Guinea pigs are naturally social, and when confronted by another one their own size, they immediately took me into their fold, sniffing me minimally and popcorning to express their delight!

But it seems Giant Guinea Pig society--even radical Marxist Giant Guinea Pig Society--has its pecking order. I've been relegated to cleanout duty on the ship--pushing the old used bedding out the open bombay doors and spreading out the fresh.

It's everything I've ever dreamed of!

Ben Tater 11/14/2018 11:18pm

I've decided to forego the remote connection, and actually join the crew of The Flying Comrade as one of them. That is, a giant guinea pig. Or, in my case, a man in a giant guinea pig suit.

There's no way we can truly act as a team unless I'm right there with them, claws on the deck. I need to drink from the same stainless steel tube, eat the same pellets, and yes, use the same bedding for my biological functions. Then we can really bond, and I can take the crew to the next level.

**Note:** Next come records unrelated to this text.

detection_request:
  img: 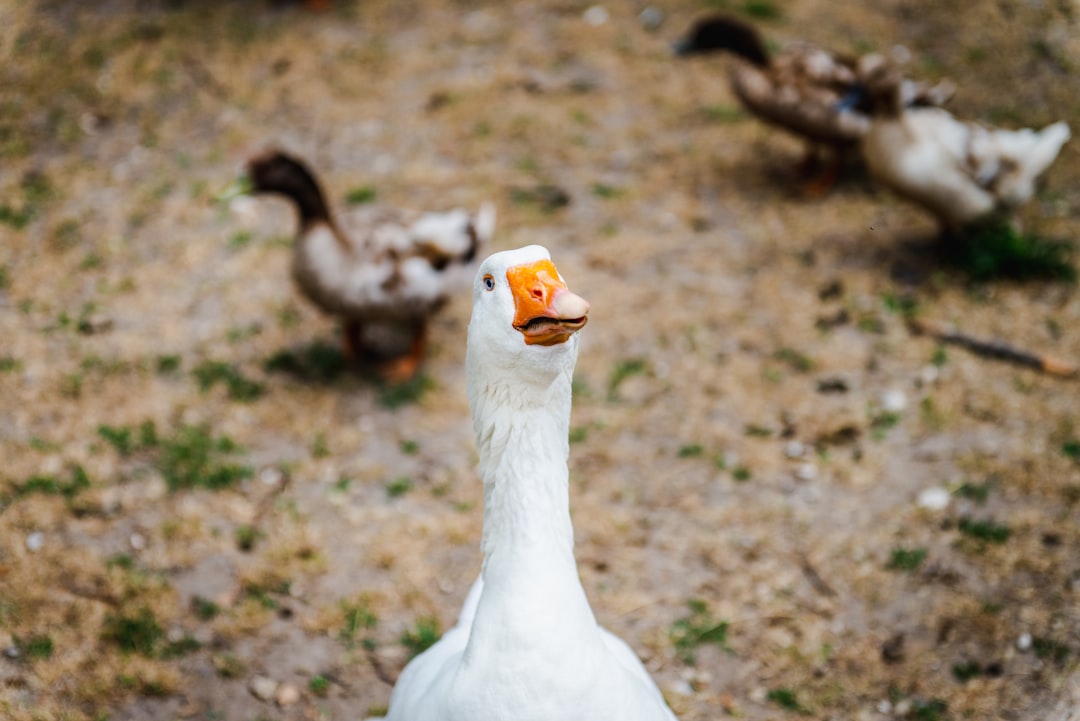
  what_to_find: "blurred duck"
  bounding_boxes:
[861,63,1069,233]
[239,150,495,381]
[674,15,955,191]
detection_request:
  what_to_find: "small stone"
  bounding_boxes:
[274,683,300,706]
[247,676,278,700]
[26,531,45,554]
[917,486,951,511]
[671,679,693,696]
[637,5,664,30]
[881,389,907,413]
[582,5,610,27]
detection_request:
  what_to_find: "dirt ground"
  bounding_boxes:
[0,0,1080,721]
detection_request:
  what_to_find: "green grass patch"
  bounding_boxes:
[262,341,349,382]
[191,596,221,621]
[102,608,165,656]
[387,476,413,499]
[907,698,948,721]
[308,676,330,698]
[946,222,1077,282]
[773,348,814,373]
[192,361,266,402]
[956,476,1000,503]
[953,661,983,683]
[13,634,54,661]
[886,546,927,573]
[667,598,732,666]
[379,372,435,410]
[739,0,784,21]
[765,686,811,716]
[400,616,443,658]
[14,465,91,501]
[678,444,705,458]
[345,186,379,205]
[338,598,379,648]
[157,425,253,491]
[958,518,1012,544]
[1031,636,1071,666]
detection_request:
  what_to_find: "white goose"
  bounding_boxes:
[387,245,675,721]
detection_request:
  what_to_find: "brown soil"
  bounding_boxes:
[0,0,1080,721]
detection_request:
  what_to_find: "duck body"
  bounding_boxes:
[675,15,953,156]
[246,150,495,380]
[860,68,1069,227]
[387,246,675,721]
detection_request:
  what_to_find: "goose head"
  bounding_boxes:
[672,15,770,68]
[468,245,589,387]
[235,149,329,222]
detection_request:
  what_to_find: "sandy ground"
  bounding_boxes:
[0,0,1080,721]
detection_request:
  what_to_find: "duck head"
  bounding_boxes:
[672,15,770,68]
[218,149,329,222]
[469,245,589,383]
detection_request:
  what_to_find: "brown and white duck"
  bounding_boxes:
[674,15,955,187]
[240,150,495,381]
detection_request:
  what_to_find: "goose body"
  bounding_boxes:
[675,16,953,154]
[239,151,495,379]
[861,71,1069,232]
[387,246,675,721]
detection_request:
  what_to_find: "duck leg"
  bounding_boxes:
[800,150,843,199]
[379,321,428,383]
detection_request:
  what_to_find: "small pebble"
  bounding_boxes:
[671,679,693,696]
[247,676,278,700]
[274,683,300,706]
[881,389,907,413]
[637,5,664,30]
[26,531,45,554]
[918,486,950,511]
[583,5,610,27]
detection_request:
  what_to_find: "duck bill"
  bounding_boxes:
[507,260,589,345]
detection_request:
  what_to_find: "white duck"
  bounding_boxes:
[242,150,495,380]
[387,245,675,721]
[861,64,1069,233]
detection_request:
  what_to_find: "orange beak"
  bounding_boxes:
[507,260,589,345]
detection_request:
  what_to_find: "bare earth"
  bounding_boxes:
[0,0,1080,721]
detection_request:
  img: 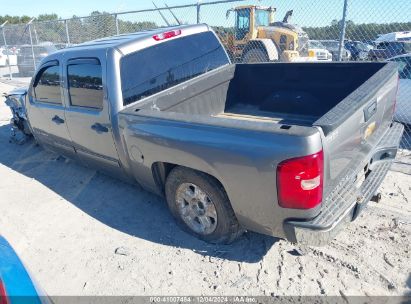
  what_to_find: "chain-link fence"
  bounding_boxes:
[0,0,411,147]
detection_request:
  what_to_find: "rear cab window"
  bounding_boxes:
[67,59,103,110]
[33,65,62,105]
[120,32,229,105]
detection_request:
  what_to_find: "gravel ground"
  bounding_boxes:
[0,84,411,296]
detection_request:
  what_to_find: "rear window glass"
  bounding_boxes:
[121,32,229,105]
[67,64,103,109]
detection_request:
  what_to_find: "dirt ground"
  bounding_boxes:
[0,84,411,296]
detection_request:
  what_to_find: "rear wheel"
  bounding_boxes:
[243,49,270,63]
[165,167,241,244]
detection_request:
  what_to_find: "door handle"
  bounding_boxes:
[91,122,108,134]
[51,115,64,125]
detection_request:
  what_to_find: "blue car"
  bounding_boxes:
[0,236,51,304]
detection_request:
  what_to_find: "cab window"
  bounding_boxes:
[67,61,103,109]
[33,65,62,104]
[235,8,250,40]
[255,10,270,26]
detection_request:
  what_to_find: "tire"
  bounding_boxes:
[165,167,242,244]
[243,48,270,63]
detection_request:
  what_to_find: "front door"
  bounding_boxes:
[27,60,74,157]
[64,58,120,174]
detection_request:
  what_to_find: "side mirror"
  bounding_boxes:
[225,9,233,19]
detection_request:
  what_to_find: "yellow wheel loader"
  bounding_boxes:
[217,5,310,63]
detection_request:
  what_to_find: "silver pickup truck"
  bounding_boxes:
[6,25,403,245]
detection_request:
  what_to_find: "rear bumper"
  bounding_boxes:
[284,123,404,246]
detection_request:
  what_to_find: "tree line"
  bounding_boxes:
[0,11,411,45]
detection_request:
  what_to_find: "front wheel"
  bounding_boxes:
[165,167,241,244]
[243,49,270,63]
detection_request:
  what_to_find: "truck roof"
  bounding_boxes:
[61,24,210,53]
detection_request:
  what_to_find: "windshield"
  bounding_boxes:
[255,9,270,26]
[356,42,368,52]
[391,57,411,79]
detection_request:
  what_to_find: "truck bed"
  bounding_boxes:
[119,63,401,240]
[132,62,392,133]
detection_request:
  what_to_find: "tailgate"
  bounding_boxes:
[314,64,398,197]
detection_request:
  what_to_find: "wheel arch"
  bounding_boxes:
[151,161,228,195]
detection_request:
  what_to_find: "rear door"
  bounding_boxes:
[27,60,74,156]
[64,57,120,173]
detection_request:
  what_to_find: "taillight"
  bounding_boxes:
[153,30,181,41]
[277,151,324,209]
[0,279,9,304]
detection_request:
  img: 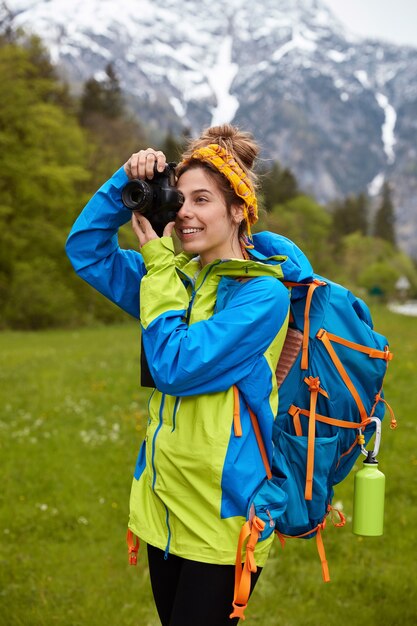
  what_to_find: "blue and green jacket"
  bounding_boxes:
[67,168,311,566]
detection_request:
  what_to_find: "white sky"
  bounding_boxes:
[324,0,417,47]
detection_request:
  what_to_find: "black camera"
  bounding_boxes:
[122,163,184,237]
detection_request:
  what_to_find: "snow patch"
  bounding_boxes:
[367,172,385,196]
[327,50,347,63]
[375,93,397,165]
[272,26,317,63]
[169,96,186,118]
[353,70,371,89]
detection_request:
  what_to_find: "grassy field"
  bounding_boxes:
[0,308,417,626]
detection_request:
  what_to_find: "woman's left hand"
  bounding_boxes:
[132,212,175,248]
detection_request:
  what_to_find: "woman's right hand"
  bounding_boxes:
[123,148,167,180]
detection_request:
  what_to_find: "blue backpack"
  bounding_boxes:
[232,235,396,617]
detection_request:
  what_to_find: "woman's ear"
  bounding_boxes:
[230,204,245,224]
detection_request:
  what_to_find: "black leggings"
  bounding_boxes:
[148,545,262,626]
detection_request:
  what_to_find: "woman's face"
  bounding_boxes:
[175,167,243,265]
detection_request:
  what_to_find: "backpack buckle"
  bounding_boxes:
[359,417,382,459]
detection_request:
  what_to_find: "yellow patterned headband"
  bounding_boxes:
[183,143,258,236]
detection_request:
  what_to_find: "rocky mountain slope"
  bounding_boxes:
[6,0,417,257]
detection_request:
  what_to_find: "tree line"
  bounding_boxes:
[0,28,415,329]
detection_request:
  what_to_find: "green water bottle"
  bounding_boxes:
[353,451,385,537]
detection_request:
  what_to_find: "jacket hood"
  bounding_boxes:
[249,231,314,283]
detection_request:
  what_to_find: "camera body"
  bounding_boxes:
[122,163,184,237]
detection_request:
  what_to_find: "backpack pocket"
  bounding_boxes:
[273,429,339,537]
[247,475,288,541]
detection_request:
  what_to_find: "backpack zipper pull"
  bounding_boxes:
[265,509,275,528]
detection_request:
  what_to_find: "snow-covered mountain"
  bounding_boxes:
[6,0,417,257]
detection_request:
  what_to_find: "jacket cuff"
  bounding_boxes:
[140,237,175,273]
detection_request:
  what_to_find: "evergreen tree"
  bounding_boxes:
[373,182,396,246]
[261,162,299,211]
[0,44,88,328]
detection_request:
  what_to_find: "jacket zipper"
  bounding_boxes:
[149,261,221,560]
[152,393,165,491]
[171,396,182,433]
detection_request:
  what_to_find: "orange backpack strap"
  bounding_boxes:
[248,406,272,480]
[304,376,329,500]
[317,328,368,421]
[230,515,265,620]
[284,278,327,370]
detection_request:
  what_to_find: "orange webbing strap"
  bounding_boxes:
[284,278,327,370]
[288,404,303,437]
[379,397,398,430]
[301,278,326,370]
[126,528,140,565]
[327,333,394,361]
[370,387,398,430]
[233,385,242,437]
[230,515,265,621]
[275,519,330,583]
[275,504,346,583]
[316,521,330,583]
[248,406,272,480]
[316,328,368,421]
[304,376,329,500]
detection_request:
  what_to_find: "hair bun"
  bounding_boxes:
[200,124,259,170]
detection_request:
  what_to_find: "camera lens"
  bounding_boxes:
[122,178,152,212]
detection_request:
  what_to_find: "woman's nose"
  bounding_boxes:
[177,199,191,219]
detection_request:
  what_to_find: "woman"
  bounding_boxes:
[67,125,289,626]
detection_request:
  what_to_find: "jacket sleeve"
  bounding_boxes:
[66,167,146,318]
[141,237,289,396]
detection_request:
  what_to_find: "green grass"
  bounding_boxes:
[0,307,417,626]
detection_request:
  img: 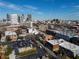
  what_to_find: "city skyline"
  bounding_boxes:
[0,0,79,20]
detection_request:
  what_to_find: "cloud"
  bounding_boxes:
[61,5,67,8]
[24,5,38,10]
[73,5,79,8]
[7,4,20,10]
[37,11,43,15]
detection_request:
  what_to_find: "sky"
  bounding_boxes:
[0,0,79,20]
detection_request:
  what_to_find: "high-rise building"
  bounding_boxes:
[10,14,19,24]
[20,14,25,23]
[6,14,10,22]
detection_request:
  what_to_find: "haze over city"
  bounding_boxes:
[0,0,79,20]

I'm also refreshing myself in revolutionary Marxist theory, just so we can be sure of speaking the same language.

Ben Tater 10/9/2018 5:31pm

I will say the mobile interface for commnicating with the giant guinea pigs is not ideal. I mean, it’s not like some game where you can just drive the ship—it’s all about human-animal communication, and if you can make a real CONNECTION with the critters, and it’s hard when all they can see is a FaceTime-sized closeup. It’s better when they have a bigger view, and can see my whole guinea pig costume and I can communicate with body movements, popcorning around and stuff. I’ve also created a life-sized habitat for me to broadcast from, which I keep stocked with hay and a cardboard maze. I think it really helps them trust me.